Несчастный джентльмен осушил полную рюмку хереса и сказал, закидывая назад свои волосы:

-- Где гувернантка, где Бесси Велленден? Кто это толкает меня там под столом?

-- Где? кто? спрашивает его мать.

-- Бесси Велленден, гувернантка, это её настоящее имя. Я знаю ее десять лет: она танцовала на театре принцессы. Помню ее еще в кор-де-бале; я хаживал тогда за кулисы. Чертовшки хорошенькая девочка! бормочет пьяный юноша. - Поди шюда, шадишь возле, Бесси Велленден, кричит он опять, когда в комнату входит несчастный предмет его разговора.

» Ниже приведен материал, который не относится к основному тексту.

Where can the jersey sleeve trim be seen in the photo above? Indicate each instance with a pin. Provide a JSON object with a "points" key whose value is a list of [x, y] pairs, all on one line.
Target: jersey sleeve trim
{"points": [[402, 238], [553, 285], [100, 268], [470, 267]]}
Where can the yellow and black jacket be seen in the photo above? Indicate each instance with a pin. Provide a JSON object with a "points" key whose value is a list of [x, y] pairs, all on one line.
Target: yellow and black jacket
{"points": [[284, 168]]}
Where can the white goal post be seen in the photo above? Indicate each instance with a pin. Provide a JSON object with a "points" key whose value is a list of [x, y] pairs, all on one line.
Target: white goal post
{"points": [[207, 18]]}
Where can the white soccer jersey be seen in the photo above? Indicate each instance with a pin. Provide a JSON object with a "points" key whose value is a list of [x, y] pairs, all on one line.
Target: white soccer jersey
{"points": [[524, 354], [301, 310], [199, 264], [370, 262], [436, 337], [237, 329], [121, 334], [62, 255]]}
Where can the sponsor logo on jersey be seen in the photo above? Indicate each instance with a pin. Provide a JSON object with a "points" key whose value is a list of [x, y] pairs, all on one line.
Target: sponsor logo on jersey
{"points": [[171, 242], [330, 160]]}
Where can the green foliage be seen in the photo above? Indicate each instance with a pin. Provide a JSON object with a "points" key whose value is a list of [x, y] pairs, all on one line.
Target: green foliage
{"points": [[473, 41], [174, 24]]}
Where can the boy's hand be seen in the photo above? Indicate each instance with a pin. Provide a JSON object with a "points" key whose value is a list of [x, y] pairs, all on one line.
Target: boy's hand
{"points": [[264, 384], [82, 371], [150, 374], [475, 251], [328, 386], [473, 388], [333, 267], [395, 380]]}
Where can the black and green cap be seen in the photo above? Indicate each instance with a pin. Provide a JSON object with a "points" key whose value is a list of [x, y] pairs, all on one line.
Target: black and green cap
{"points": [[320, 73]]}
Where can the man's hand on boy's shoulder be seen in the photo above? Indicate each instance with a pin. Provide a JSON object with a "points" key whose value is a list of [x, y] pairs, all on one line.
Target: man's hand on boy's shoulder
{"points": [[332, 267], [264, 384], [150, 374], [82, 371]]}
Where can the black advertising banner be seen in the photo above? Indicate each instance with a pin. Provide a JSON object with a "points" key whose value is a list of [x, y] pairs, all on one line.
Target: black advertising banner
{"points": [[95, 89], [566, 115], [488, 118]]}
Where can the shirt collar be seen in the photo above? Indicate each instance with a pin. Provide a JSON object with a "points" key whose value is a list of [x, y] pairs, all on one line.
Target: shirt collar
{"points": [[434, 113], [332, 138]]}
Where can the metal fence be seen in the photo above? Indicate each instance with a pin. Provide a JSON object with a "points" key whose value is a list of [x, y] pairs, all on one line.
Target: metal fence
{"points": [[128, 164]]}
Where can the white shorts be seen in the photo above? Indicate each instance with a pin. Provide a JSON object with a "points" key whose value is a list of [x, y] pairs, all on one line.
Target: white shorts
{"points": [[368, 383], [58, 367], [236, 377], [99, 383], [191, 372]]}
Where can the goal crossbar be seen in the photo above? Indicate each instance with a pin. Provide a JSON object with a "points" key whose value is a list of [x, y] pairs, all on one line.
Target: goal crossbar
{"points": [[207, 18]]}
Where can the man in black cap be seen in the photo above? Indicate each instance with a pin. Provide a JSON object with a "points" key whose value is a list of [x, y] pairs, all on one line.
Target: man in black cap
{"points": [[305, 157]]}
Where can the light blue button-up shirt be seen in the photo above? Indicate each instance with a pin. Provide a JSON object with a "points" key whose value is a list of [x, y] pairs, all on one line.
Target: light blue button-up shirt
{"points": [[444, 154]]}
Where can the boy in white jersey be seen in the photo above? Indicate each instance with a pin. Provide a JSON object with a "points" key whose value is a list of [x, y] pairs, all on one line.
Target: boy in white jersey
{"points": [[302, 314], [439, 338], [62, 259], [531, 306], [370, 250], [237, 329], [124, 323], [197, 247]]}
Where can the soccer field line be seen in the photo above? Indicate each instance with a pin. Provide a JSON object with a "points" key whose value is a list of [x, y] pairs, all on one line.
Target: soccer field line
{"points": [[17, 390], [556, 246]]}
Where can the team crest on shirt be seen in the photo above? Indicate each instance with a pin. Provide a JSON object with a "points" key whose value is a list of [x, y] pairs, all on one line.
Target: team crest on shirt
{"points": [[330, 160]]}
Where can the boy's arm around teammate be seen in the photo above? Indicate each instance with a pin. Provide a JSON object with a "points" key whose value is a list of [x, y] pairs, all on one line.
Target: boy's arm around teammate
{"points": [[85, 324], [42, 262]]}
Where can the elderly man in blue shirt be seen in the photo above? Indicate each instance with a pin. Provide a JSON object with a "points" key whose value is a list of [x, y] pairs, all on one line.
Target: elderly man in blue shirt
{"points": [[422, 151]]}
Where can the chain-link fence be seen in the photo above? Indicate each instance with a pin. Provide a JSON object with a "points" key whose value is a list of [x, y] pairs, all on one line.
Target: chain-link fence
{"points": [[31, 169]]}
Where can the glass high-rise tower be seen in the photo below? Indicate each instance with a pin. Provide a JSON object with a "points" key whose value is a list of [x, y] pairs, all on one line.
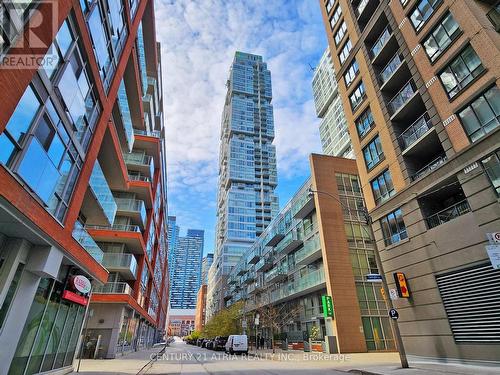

Вдовы встают с выражением ужаса в лицах: "Балетная танцовщица!" кричит мистрис Боннингтон, "Балетная танцовщица!" повторяет леди Бекер: "молодая девица; правда это?"

отдаю вам шправедливошть в этом, Белленден - бей меня по щекам. Я не жлопамятен - нет, нет! Эй хересу! ты как тебя зовут? Бедфорд, буфетчик, я заплачу тебе тогда мой долг, и он смеется диким смехом, не сознавая нисколько, какое действие произвел своими словами.

Бедфорд стоит вытараща на него глаза, и бледный, как смерть. Бедная мисс Прайор также страшно-бледна. Гнев, ужас, удивление написаны на лицах вдов, короче, это потрясающая сцена.

-- Г. холостяк знает, я это делала для того, чтоб поддержать мое семейство, говорит бедная гувернантка.

-- Да, клянусь Георгом! и никто не может сказать слова про нея, вскрикивает Дик, рыдая: - она не хуже здесь, каждой женщины!

-- Кто просил вас соваться с вашим носом? кричит пьяный капитан.

-- А вы знали, что эта особа была на сцене и ввели ее в семейство моего сына? О, г. холостяк, г. холостяк! я не ожидала этого от вас. Не говорите со мной, мисс! кричит разгоряченная мистрис Боннингтон.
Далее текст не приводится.